When there is talk about IT security and data breaches, people imagine shady criminals in a darkened room, in some far away land, working to infiltrate governments or large corporations. There is also a common misconception that the only targets for hackers and thieves are large businesses. Why would anyone bother with the local landscaper or pizza shop?
Well, because unlike the large corporations, which have huge corporate security budgets, small businesses are notorious for skimping on or completely ignoring IT security. Therefore, they are easy prey to anyone with ill intent.
Here are three common mistakes I’ve seen over the years that can be catastrophic to a small business:
1 – Unsecured Wireless Networks
This is probably the most common issue I see. Most new routers come with a pre-configured security key, which provides a certain level of security, but many business are still running wireless routers that are over five years old. Those routers are the ones that had the default Wireless Name (SSID) of ‘dlink’ or ‘linksys’, to cite a couple. Customers would buy those routers, plug them in, and immediately have wireless internet! Except that everyone else around them would too…
Usually, these routers aren’t isolated from the main network at all. An attacker can connect to the unsecured network and immediately have access to network resources… like shared folders, or even a complete customer database, in addition to the company’s Quickbooks files.
That’s an actual situation I came across, by the way. The client had no idea how close they were to suffering a catastrophic data breach, since I could read and write the files. Oops.
2 – No malware protection or inadequate protection
The second most common issue are clients that *still* don’t use proper malware protection. That includes anti-spyware and anti-virus software. Many feel protected with using just Windows Defender or Microsoft Security Essentials in a business environment. AVG Free is still frequently used, even though the protection offered is mediocre at best.
The reality is that you have to invest in a proper security software. Kaspersky and Panda are great options, and even though many clients are wary of Symantec products, they’re excellent options as well.

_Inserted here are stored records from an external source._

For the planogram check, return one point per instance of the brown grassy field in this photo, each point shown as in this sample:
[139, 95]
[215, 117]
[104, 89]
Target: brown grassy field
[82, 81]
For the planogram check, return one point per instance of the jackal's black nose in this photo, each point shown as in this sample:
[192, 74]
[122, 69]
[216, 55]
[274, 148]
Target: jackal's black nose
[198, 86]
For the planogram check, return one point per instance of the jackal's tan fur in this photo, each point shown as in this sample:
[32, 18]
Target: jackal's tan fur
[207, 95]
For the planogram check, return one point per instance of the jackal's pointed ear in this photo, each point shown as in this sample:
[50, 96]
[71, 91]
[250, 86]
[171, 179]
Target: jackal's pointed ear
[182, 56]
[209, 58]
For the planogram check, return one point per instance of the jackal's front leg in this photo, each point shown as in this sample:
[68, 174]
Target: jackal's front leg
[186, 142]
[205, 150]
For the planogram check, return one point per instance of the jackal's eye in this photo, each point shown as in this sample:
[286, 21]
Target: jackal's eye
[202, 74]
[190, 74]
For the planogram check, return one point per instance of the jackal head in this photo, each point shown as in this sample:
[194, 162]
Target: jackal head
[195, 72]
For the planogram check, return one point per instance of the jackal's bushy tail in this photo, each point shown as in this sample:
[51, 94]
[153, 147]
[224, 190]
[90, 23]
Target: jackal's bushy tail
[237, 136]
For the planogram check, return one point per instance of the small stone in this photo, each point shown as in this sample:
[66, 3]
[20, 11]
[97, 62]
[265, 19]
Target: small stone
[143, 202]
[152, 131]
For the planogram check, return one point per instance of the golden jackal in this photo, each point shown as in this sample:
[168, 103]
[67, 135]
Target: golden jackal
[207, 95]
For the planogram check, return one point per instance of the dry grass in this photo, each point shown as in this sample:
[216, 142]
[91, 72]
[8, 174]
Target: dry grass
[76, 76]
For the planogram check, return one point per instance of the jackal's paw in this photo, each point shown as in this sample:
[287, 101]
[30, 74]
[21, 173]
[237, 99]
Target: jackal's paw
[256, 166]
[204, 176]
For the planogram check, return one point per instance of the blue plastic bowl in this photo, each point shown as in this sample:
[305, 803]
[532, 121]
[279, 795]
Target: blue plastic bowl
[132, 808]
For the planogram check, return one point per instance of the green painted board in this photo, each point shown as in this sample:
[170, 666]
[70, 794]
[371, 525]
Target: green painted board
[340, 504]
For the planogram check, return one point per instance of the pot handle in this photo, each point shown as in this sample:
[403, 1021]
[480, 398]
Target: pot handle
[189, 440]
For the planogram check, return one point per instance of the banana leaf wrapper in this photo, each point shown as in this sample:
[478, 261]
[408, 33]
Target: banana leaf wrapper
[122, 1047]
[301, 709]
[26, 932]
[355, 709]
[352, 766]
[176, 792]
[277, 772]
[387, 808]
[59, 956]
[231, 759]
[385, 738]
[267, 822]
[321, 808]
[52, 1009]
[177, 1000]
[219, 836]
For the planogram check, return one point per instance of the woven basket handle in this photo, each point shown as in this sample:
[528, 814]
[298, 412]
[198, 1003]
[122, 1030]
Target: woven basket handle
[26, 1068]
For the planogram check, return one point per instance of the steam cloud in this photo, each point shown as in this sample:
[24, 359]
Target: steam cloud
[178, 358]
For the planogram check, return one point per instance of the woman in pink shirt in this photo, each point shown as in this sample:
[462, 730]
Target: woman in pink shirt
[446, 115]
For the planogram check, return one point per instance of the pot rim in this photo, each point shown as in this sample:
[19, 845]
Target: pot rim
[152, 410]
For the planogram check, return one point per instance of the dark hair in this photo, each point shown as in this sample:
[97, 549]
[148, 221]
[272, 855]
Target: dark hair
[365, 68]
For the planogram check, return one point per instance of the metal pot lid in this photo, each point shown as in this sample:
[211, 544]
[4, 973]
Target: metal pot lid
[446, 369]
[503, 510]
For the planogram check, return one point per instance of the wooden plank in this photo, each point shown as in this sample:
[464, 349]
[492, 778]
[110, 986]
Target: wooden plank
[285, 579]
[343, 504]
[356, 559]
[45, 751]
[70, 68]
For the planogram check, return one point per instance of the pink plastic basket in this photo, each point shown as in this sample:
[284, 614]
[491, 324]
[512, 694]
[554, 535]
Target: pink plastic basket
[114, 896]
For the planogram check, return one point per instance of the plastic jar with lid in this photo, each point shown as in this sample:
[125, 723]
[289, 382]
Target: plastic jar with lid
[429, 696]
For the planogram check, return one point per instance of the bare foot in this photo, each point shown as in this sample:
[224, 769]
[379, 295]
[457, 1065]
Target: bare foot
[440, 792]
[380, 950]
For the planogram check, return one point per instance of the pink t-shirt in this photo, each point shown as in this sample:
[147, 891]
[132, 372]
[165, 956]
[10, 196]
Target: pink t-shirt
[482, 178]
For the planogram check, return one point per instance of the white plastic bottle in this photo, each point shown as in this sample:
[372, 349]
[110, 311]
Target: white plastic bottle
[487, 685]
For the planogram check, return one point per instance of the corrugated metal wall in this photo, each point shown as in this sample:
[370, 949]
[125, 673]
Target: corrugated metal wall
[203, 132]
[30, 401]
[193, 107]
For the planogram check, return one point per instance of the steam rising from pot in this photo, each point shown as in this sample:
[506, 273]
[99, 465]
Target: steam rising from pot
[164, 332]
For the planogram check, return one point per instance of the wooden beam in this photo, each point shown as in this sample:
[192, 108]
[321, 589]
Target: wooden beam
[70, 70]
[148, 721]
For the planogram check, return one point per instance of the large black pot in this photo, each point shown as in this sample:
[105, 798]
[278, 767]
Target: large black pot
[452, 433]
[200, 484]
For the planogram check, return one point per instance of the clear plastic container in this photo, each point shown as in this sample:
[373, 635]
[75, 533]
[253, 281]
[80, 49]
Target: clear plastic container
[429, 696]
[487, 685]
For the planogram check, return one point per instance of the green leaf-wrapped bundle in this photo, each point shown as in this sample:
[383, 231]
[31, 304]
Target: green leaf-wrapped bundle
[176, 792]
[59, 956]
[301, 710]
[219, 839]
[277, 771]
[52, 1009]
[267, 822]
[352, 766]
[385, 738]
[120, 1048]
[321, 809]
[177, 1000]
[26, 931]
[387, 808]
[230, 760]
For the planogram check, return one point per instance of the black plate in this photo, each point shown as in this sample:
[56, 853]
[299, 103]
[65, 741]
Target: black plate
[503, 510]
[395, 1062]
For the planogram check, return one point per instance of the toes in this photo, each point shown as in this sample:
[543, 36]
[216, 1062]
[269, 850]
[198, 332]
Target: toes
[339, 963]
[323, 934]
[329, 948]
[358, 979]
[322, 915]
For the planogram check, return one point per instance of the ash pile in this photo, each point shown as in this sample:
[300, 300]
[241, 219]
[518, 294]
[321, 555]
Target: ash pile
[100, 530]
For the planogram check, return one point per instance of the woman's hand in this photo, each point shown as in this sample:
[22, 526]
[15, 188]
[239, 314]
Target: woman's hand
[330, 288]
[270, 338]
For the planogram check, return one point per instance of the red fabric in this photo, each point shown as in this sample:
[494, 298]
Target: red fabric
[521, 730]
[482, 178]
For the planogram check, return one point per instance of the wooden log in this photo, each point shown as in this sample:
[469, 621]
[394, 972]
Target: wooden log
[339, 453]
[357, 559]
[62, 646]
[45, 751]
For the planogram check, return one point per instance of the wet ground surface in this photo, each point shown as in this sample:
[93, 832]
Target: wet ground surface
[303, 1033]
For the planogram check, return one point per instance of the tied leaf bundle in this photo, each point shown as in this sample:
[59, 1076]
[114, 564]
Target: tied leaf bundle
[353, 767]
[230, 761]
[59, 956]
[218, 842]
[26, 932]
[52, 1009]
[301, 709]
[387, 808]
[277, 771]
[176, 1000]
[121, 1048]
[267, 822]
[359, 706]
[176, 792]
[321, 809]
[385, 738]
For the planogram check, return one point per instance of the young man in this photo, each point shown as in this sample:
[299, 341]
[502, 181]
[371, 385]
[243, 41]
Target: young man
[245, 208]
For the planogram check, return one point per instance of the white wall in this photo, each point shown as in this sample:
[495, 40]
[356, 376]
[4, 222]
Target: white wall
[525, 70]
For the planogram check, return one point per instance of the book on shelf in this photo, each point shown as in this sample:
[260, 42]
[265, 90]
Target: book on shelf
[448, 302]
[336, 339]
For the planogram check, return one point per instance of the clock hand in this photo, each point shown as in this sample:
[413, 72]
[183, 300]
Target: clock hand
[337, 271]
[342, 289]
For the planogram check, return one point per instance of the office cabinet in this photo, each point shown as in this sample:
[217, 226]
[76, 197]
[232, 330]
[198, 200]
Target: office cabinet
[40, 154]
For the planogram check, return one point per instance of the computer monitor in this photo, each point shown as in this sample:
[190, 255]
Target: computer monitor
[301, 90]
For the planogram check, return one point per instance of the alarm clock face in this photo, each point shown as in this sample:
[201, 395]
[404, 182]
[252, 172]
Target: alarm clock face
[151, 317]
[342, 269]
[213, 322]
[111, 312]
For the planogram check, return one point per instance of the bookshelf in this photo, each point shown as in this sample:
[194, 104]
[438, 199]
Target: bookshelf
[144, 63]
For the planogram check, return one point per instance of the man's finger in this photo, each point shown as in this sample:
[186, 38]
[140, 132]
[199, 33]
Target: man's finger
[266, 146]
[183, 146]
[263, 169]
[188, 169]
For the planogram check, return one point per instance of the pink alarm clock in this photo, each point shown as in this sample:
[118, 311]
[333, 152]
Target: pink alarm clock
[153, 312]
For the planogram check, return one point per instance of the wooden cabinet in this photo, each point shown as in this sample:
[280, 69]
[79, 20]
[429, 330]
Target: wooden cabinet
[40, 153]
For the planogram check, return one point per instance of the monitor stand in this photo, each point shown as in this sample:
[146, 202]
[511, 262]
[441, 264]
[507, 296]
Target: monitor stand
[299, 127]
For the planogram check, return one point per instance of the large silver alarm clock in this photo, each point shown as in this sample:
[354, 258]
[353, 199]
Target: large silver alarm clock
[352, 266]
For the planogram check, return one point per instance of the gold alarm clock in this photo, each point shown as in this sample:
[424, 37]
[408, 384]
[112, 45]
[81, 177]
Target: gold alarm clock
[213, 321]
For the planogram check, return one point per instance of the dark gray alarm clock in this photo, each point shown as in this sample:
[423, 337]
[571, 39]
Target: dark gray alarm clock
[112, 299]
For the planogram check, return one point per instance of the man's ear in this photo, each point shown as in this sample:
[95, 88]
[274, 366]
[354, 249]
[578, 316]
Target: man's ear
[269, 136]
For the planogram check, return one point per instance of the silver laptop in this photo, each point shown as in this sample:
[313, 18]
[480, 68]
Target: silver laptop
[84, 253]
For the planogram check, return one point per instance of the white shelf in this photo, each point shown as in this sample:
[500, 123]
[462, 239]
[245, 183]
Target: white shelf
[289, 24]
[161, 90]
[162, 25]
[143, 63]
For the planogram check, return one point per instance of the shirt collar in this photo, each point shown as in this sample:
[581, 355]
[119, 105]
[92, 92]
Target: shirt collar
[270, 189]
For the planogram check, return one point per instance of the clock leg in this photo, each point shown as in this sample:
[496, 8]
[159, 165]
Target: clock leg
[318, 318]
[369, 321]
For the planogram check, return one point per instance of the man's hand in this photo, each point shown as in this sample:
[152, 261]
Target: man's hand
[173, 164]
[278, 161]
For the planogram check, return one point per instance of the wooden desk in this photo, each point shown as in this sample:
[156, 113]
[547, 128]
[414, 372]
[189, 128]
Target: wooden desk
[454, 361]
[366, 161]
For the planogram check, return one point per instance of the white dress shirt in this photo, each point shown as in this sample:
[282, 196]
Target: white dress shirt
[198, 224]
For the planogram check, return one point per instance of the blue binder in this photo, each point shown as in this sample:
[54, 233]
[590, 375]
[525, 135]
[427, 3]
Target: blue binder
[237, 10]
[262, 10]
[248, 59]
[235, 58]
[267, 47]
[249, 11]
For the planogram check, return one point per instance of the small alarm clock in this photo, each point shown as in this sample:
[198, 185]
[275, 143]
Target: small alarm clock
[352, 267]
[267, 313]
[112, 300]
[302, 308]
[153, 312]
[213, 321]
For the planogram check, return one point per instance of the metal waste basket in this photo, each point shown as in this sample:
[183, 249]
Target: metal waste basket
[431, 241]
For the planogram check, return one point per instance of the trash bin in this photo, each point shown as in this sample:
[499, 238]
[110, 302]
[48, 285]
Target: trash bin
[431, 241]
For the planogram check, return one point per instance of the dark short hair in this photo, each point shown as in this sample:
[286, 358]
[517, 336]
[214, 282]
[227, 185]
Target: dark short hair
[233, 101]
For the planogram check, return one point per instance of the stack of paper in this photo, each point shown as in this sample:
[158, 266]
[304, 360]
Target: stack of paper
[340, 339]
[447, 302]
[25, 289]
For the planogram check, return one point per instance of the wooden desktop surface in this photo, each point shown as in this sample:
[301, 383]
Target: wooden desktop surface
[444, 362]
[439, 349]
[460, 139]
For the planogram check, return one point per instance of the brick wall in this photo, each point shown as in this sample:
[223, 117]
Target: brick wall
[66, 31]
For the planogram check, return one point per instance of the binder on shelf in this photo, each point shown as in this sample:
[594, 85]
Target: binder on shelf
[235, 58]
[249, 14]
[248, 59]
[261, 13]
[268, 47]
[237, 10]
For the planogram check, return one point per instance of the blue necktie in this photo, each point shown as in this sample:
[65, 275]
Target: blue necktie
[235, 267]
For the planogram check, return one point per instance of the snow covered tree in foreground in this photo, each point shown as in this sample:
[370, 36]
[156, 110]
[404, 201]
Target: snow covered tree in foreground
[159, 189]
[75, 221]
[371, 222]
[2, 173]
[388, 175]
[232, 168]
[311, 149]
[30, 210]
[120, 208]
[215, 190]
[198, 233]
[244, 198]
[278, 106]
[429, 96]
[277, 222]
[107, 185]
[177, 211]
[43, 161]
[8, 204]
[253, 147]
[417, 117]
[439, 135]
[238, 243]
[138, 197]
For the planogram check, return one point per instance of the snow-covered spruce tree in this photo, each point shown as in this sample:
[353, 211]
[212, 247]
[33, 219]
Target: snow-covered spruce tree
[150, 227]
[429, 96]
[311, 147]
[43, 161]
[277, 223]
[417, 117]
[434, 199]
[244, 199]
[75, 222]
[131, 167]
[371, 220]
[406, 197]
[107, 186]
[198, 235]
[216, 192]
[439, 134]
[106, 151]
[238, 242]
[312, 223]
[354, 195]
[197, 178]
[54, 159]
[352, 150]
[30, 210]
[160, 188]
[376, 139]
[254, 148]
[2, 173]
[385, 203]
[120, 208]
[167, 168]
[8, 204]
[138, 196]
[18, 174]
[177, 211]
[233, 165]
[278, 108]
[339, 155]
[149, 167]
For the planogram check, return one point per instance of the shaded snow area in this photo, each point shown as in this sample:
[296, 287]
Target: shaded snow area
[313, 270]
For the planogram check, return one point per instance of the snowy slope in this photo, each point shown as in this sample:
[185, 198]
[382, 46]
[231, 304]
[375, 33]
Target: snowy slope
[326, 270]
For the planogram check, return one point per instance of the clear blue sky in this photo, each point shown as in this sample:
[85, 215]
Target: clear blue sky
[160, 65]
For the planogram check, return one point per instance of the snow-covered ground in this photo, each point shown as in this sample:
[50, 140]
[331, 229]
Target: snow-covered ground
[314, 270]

New malware is being created at an alarming rate, with exponential growth in the last five years. I remember a client last year that lost over $20,000 in sales over the course of the three days I had to keep his office shut down to clean the computers and perform Windows reinstalls. Buying a good security software is much cheaper than that.
3 – Using pirated software
This, thankfully, isn’t as common nowadays as it was in the past, but still happens often enough that it’s worth mentioning.
Business will decide they must buy an expensive piece of software. Say, Adobe Creative Suite or AutoCAD. They’ll go online, see the cost, and balk at the purchase. Someone will mention “why don’t you just torrent it? That way it’s free!”
That not only is a serious legal issue, should the publisher of the software decide to audit your business, but it’s also a massive security problem.
Usually, software acquired through illegal means will come with patched application files or key generators, enabling users to install and run the software without a valid licence. Unfortunately for the unsuspecting user, these key generators and patched files are usually infected with some sort of malware. This enables the creator to control the machine remotely or steal information stored on it.
Think about it this way: imagine you wanted to buy a $4000 gizmo. You then go to the nearest street corner and there’s a shady looking fellow that’s willing to give you that gizmo for free. Would you take it? I doubt many people would.
4 – Thinking you’re safe because you have a Mac
It’s also worth mentioning that Apple computers are not immune to malware, contrary to general perception. A few years ago, a malware popped up that infected Apple computers through pirated copies of Photoshop and iWork ’09. This malware enabled malicious users to take control of the computer and steal data from it. Not to mention a Trojan that infected over half a million Macs back in 2012.
Therefore, if you have an Apple computer, make sure to take the same precautions as you would on a Windows machine, such as installing adequate malware protection software!